In a new study published in the journal Diabetes under the title “The study, composition in human pancreas and islets,” Prof. Yuval Dor and his research team, Zeina Drawshy and Dr Agnes Klochendler, introduce a new DNA methylation-based method for accurately assessing cell composition in the human pancreas. Their work addresses a critical gap in diabetes research.
By overcoming limitations of traditional protein marker-based approaches, the study provides a more precise means for identifying specific cell types. The findings offer insights into beta-cell dysfunction across diabetes types and have direct clinical implications, enhancing our understanding of diabetes development and potentially guiding more tailored treatment strategies. This innovative molecular alternative to immunodetection methods holds promise for broader applications in molecular biology and diagnostics.
Current methodologies rely on the detection of protein markers like insulin to identify specific cell types in the pancreas, but variability in protein content under different physiological and pathological conditions poses a significant limitation, complicating the accurate determination of cell numbers.
The study presents the innovative use of cell type-specific DNA methylation markers to overcome these limitations. Methylation is a chemical modification of DNA and other molecules that may be retained as cells divide to make more cells. By identifying genomic loci uniquely demethylated in specific pancreatic cell types, the research team applied targeted PCR to assess the methylation status of these loci in human islet and pancreas specimens. This enabled a precise inference of cell type composition, offering a molecular alternative to traditional immunodetection methods. This made possible a precise inference of cell-type composition, offering a molecular alternative to traditional immunodetection methods.
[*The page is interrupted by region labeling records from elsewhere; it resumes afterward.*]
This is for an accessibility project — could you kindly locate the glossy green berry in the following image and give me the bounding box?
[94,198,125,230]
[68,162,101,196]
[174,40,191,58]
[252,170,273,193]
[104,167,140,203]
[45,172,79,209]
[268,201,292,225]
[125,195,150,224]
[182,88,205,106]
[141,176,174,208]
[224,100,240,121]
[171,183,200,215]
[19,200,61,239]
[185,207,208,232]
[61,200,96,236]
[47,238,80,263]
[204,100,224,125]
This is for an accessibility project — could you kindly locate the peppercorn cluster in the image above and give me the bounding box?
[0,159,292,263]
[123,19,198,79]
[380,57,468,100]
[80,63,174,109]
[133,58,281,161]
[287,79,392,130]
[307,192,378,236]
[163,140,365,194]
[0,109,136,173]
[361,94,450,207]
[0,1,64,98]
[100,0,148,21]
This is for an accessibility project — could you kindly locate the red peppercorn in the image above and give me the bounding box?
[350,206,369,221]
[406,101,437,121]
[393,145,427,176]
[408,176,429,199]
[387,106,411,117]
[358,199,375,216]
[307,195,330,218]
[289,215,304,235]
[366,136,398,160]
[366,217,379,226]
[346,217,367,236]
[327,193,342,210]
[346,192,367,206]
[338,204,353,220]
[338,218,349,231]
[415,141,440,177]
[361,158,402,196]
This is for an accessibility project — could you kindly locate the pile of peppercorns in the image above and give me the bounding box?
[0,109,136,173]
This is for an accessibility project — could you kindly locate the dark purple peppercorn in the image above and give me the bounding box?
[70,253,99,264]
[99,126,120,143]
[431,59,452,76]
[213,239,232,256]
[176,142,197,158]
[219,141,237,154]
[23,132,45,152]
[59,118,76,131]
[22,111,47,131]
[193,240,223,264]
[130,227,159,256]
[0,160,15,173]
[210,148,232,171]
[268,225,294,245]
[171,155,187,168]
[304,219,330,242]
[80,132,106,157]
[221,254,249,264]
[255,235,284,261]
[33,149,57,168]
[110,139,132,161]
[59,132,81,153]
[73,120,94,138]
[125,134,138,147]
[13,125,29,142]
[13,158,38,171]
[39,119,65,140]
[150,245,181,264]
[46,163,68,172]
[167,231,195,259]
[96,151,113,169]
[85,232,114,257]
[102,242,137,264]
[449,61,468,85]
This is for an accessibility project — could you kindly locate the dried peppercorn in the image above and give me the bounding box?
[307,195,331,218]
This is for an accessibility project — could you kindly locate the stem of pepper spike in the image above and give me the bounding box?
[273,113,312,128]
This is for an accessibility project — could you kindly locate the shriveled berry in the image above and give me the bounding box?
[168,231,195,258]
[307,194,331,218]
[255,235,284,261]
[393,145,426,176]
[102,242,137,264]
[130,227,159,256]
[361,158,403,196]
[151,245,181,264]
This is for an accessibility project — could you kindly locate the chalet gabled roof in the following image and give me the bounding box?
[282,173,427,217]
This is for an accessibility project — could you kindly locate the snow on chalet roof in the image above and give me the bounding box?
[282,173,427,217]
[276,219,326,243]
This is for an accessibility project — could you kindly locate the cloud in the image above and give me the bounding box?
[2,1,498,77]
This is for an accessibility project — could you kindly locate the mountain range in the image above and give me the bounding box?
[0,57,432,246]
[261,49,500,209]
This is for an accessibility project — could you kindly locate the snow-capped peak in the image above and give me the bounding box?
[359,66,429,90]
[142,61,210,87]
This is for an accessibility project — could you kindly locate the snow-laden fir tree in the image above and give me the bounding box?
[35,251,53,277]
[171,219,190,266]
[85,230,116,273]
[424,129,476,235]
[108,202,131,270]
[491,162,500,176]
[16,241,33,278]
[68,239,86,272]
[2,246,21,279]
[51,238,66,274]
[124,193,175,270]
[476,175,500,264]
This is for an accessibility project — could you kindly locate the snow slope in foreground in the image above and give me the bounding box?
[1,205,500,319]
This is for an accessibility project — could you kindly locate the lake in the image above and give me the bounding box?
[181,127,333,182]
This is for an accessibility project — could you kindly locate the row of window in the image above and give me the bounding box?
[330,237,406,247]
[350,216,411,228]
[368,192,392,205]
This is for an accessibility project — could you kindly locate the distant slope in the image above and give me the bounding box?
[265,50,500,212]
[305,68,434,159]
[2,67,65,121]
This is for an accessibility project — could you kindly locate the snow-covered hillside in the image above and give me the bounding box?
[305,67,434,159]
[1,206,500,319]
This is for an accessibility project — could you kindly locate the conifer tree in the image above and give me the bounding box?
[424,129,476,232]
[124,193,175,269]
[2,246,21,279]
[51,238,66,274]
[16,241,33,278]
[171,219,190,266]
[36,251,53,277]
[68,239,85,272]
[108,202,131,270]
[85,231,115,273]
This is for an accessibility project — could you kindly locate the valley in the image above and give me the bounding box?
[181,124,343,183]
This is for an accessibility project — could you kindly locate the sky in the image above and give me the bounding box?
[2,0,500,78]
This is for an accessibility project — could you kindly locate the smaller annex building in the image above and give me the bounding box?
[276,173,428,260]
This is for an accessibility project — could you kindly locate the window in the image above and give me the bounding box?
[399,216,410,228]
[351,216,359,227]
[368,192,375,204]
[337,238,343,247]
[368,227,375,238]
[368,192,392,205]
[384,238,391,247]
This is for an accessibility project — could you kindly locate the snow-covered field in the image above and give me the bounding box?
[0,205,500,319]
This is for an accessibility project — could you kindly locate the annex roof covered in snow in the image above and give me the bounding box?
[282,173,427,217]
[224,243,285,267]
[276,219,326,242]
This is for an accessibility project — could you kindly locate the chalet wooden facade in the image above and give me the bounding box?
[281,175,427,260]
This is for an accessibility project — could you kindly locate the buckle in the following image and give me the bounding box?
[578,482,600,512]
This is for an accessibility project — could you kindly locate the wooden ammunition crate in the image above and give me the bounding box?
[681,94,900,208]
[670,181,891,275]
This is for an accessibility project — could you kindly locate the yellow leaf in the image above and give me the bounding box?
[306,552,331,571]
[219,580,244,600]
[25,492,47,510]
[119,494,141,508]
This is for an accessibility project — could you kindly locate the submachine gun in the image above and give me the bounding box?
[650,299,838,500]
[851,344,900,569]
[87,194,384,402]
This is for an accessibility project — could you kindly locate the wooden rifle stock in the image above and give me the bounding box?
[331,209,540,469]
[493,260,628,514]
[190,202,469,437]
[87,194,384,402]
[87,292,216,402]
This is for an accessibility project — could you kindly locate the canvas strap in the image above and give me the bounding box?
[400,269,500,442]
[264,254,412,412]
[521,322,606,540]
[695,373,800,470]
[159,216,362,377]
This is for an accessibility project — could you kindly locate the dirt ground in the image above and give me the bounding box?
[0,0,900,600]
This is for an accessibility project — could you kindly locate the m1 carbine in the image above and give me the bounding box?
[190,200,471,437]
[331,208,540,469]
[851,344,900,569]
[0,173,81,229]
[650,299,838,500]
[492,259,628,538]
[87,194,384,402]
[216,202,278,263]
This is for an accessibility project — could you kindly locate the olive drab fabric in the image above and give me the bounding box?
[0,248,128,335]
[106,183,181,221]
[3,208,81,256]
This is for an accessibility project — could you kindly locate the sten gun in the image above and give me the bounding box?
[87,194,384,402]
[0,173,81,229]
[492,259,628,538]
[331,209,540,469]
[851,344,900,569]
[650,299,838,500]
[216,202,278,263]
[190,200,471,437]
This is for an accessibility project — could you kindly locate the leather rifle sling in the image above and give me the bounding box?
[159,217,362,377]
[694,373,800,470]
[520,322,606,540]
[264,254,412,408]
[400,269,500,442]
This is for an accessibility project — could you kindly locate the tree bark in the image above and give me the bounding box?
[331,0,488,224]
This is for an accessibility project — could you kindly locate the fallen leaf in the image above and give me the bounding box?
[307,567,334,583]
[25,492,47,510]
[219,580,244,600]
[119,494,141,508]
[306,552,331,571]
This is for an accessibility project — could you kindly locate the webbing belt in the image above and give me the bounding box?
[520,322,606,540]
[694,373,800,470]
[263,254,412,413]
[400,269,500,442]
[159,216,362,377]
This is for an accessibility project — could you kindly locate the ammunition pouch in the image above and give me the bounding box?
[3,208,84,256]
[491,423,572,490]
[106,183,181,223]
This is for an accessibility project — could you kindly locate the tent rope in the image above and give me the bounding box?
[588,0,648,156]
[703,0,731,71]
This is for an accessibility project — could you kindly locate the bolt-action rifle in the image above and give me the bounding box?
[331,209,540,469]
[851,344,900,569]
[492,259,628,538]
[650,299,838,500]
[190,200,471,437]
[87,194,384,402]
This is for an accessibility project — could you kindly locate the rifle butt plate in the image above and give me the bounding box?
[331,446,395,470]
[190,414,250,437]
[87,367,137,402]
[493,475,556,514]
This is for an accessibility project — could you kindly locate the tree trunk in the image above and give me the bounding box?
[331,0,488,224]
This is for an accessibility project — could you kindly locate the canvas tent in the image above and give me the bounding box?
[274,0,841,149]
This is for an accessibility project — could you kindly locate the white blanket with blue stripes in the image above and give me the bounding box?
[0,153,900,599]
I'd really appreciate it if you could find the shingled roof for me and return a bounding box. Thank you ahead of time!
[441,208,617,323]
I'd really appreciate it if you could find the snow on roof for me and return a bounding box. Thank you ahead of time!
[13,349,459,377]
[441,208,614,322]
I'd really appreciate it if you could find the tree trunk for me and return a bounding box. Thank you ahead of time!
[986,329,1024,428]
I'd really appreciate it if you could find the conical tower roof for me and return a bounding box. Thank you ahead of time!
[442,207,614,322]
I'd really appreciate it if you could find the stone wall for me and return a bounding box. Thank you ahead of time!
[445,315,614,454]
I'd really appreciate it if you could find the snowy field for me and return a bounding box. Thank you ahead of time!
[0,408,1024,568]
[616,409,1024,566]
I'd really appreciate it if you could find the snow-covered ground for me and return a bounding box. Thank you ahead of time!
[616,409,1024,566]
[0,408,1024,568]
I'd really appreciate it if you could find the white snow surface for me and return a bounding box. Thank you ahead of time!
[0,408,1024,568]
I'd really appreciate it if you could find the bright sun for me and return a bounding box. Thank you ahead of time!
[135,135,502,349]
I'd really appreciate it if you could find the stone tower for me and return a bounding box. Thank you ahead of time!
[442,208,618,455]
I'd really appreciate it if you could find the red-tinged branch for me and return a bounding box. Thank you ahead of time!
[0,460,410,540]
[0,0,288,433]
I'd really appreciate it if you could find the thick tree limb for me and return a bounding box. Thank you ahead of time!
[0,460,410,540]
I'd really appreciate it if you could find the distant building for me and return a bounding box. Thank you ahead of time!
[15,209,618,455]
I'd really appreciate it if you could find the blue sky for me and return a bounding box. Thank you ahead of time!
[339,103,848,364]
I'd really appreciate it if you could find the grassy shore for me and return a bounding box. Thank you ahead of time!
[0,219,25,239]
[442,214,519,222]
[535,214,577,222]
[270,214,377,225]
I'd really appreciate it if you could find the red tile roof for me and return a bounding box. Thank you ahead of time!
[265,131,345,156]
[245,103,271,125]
The researchers looked at groups of islet cells in the pancreas and found that in people with different types of diabetes (pre-type-one, type-one, and type-2 diabetes), the function of a specific type of cell called beta-cells was similar, but it was lower compared to people without diabetes. When they looked at pancreas tissues from people with recent-onset type-one, they found that the beta-cell function was within the normal range, suggesting a problem with these cells. In people with type-two, there were more of another type of cell called alpha-cells, but the beta-cell function was normal. This helps us understand how these cells work in diabetes.
Dor, the lead researcher, explained: “the use of DNA methylation-based analysis not only provides a more accurate assessment of cell types in the human pancreas but also proves invaluable in interpreting insulin secretion assays. This method opens new avenues for understanding pancreas cell composition in both health and disease.”